Hersch, P. (1998). A Tribe Apart: A Journey into the Heart of American Adolescence.


(Download A Tribe Apart overview as a PDF)

This writer and editor took time to get to know eight “ordinary” high school students in Reston, Virginia-and to hear their stories. Like South of Heaven and other such books, it shows you how much teenagers will open up to someone who takes a real interest in them and how much we can learn from their stories.

Reston is the author’s hometown, where she is a mother and writer. For several years she went to school daily, helped in classes, and got to know students. Gradually, she chose eight-she suggests they chose her-with whom to go much deeper (with their parents’ consent).
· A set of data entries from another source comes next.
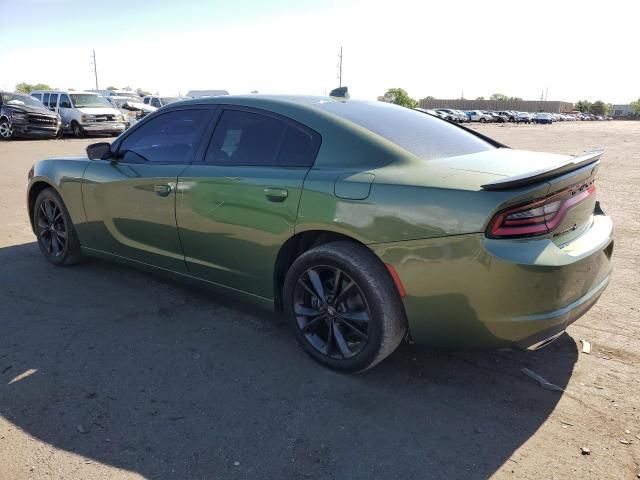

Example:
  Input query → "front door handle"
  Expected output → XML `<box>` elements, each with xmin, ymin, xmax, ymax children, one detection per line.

<box><xmin>153</xmin><ymin>184</ymin><xmax>171</xmax><ymax>197</ymax></box>
<box><xmin>264</xmin><ymin>188</ymin><xmax>289</xmax><ymax>202</ymax></box>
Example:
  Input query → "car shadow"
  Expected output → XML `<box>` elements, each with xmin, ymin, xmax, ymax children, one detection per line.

<box><xmin>0</xmin><ymin>243</ymin><xmax>577</xmax><ymax>479</ymax></box>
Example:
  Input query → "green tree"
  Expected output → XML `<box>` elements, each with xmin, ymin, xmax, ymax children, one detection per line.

<box><xmin>573</xmin><ymin>100</ymin><xmax>591</xmax><ymax>113</ymax></box>
<box><xmin>16</xmin><ymin>82</ymin><xmax>52</xmax><ymax>93</ymax></box>
<box><xmin>382</xmin><ymin>88</ymin><xmax>418</xmax><ymax>108</ymax></box>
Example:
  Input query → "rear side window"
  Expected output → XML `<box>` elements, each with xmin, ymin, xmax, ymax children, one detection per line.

<box><xmin>205</xmin><ymin>110</ymin><xmax>316</xmax><ymax>167</ymax></box>
<box><xmin>119</xmin><ymin>109</ymin><xmax>209</xmax><ymax>164</ymax></box>
<box><xmin>316</xmin><ymin>101</ymin><xmax>495</xmax><ymax>160</ymax></box>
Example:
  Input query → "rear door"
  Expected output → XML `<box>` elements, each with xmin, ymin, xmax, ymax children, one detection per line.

<box><xmin>82</xmin><ymin>106</ymin><xmax>213</xmax><ymax>272</ymax></box>
<box><xmin>176</xmin><ymin>106</ymin><xmax>320</xmax><ymax>298</ymax></box>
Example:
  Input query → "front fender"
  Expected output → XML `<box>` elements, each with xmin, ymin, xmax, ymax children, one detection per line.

<box><xmin>27</xmin><ymin>158</ymin><xmax>90</xmax><ymax>245</ymax></box>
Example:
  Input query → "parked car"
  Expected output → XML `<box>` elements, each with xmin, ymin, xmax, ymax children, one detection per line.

<box><xmin>27</xmin><ymin>95</ymin><xmax>613</xmax><ymax>371</ymax></box>
<box><xmin>533</xmin><ymin>112</ymin><xmax>553</xmax><ymax>125</ymax></box>
<box><xmin>104</xmin><ymin>95</ymin><xmax>156</xmax><ymax>128</ymax></box>
<box><xmin>436</xmin><ymin>108</ymin><xmax>467</xmax><ymax>123</ymax></box>
<box><xmin>86</xmin><ymin>90</ymin><xmax>142</xmax><ymax>100</ymax></box>
<box><xmin>31</xmin><ymin>90</ymin><xmax>125</xmax><ymax>138</ymax></box>
<box><xmin>467</xmin><ymin>110</ymin><xmax>495</xmax><ymax>123</ymax></box>
<box><xmin>516</xmin><ymin>112</ymin><xmax>533</xmax><ymax>124</ymax></box>
<box><xmin>0</xmin><ymin>92</ymin><xmax>61</xmax><ymax>140</ymax></box>
<box><xmin>142</xmin><ymin>95</ymin><xmax>185</xmax><ymax>108</ymax></box>
<box><xmin>485</xmin><ymin>112</ymin><xmax>509</xmax><ymax>123</ymax></box>
<box><xmin>414</xmin><ymin>107</ymin><xmax>447</xmax><ymax>120</ymax></box>
<box><xmin>496</xmin><ymin>110</ymin><xmax>518</xmax><ymax>122</ymax></box>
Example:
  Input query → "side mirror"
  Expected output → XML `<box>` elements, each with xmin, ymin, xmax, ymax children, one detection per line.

<box><xmin>87</xmin><ymin>142</ymin><xmax>113</xmax><ymax>160</ymax></box>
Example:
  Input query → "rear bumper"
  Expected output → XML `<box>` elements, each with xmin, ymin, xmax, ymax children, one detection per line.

<box><xmin>11</xmin><ymin>122</ymin><xmax>61</xmax><ymax>138</ymax></box>
<box><xmin>371</xmin><ymin>215</ymin><xmax>613</xmax><ymax>348</ymax></box>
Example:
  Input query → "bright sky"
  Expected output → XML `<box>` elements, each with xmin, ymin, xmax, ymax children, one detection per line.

<box><xmin>0</xmin><ymin>0</ymin><xmax>640</xmax><ymax>103</ymax></box>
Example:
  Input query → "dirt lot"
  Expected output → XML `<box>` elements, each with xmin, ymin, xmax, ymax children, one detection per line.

<box><xmin>0</xmin><ymin>122</ymin><xmax>640</xmax><ymax>480</ymax></box>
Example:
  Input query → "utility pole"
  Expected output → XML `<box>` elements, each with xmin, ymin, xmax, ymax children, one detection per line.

She observed the school children of her town each day after school:

Keys in hand, they open doors all over the community. Then the doors shut. It’s their world now. With the exception of a few lone outposts where adults await their return, nobody’s home but the kids. (p. 11)

As a jogger she describes and interprets the morning scene:

Day after day, month after month, year after year, I run past the kids waiting for the buses to Langston Hughes Middle School and South Lakes High School, a changing group of individuals, the same scene-a vague mass of kids growing up in a world that rushes past them until one of them steps out of the shadows and demands attention by doing something extraordinarily wonderful, troubling, outrageous, or awful. The rest of the time…the grown-up world doesn’t pay much attention. Adults, burned out by the years of day care arrangements, are happy the kids are old enough to be on their own. Besides, most believe adolescents prefer being left alone. In the calm, everybody just goes about his or her life. (p. 11)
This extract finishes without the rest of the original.